Sample "Pathophysiologic Hypothesis"


Paul F. Shanley, M.D., Course Director

The Domino Principle [NEJM 335(5): 340, 1996]

Diagram (click to enlarge)

domino principle cmap diagram


Text

Interpretative summary

A woman fainted in the street on her way out of her doctor’s office just after she had gotten an intramuscular injection of a non-steroidal anti-inflammatory drug (diclofenac) for her chronic back pain. The underlying process was a systemic allergic reaction to the drug resulting in anaphylactic shock (IgE-mediated, “immediate type” immune hypersensitivity reaction). Systemic release of histamine and other inflammatory mediators from activated mast cells caused peripheral smooth muscle relaxation. The resulting decreased systemic vascular resistance leads to decreased effective circulating blood volume resulting in hypotension and decreased perfusion of the central nervous system, which was likely the proximate cause of her loss of consciousness.

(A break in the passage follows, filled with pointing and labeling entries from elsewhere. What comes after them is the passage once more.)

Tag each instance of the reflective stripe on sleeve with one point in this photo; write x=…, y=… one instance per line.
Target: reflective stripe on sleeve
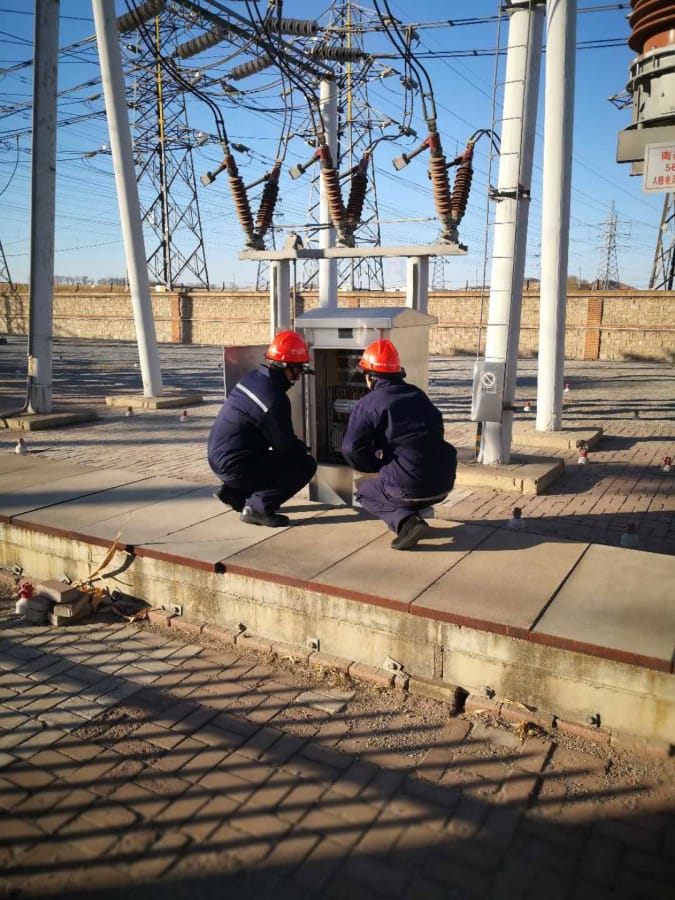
x=253, y=397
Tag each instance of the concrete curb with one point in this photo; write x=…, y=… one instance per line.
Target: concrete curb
x=458, y=699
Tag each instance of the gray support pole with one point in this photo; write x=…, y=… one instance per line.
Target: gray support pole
x=521, y=90
x=328, y=267
x=42, y=202
x=280, y=296
x=555, y=223
x=417, y=283
x=127, y=193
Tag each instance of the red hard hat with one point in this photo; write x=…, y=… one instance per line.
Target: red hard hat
x=381, y=357
x=288, y=347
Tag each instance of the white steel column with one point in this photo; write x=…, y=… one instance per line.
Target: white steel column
x=127, y=193
x=328, y=267
x=42, y=200
x=558, y=131
x=417, y=283
x=280, y=296
x=521, y=90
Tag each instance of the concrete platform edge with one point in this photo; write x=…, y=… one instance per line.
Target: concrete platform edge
x=567, y=683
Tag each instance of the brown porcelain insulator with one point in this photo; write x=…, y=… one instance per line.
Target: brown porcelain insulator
x=267, y=203
x=439, y=180
x=653, y=24
x=460, y=192
x=241, y=204
x=357, y=197
x=240, y=197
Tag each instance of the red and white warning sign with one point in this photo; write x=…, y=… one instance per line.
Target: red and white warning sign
x=659, y=168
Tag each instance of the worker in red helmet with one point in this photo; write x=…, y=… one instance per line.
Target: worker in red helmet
x=252, y=447
x=396, y=431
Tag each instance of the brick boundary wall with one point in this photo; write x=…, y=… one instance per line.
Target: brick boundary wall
x=601, y=325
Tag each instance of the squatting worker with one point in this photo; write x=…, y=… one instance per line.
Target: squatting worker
x=252, y=447
x=396, y=431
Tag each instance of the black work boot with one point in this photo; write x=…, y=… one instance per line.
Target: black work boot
x=230, y=497
x=269, y=518
x=412, y=530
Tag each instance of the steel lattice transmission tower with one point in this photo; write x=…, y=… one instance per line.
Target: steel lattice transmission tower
x=5, y=277
x=163, y=143
x=356, y=127
x=663, y=270
x=608, y=269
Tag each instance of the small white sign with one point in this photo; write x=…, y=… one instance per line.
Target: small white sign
x=659, y=168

A complicating feature of the case is that the initial electrocardiogram on arrival at the emergency room suggested myocardial ischemia raising the possibility that the syncope was due to cardiogenic rather than anaphylactic shock. On the day following her hospitalization the patient did in fact develop chest pain, which was ultimately diagnosed as unstable angina resulting from significant coronary atherosclerosis. The coincidence of having the first symptoms of cardiac ischemia at the time of an anaphylactic reaction suggested that the allergic reaction itself caused instability of the long-standing, otherwise quiescent atherosclerotic plaque in the coronary arteries. An inflammatory reaction, triggered by mast cells within the plaque could have been responsible for this instability via histamine-mediated vasospasm (note that histamine effects on larger arteries is opposite that on microvessels) and/or plaque disruption with platelet aggregation and intermittent vascular occlusion.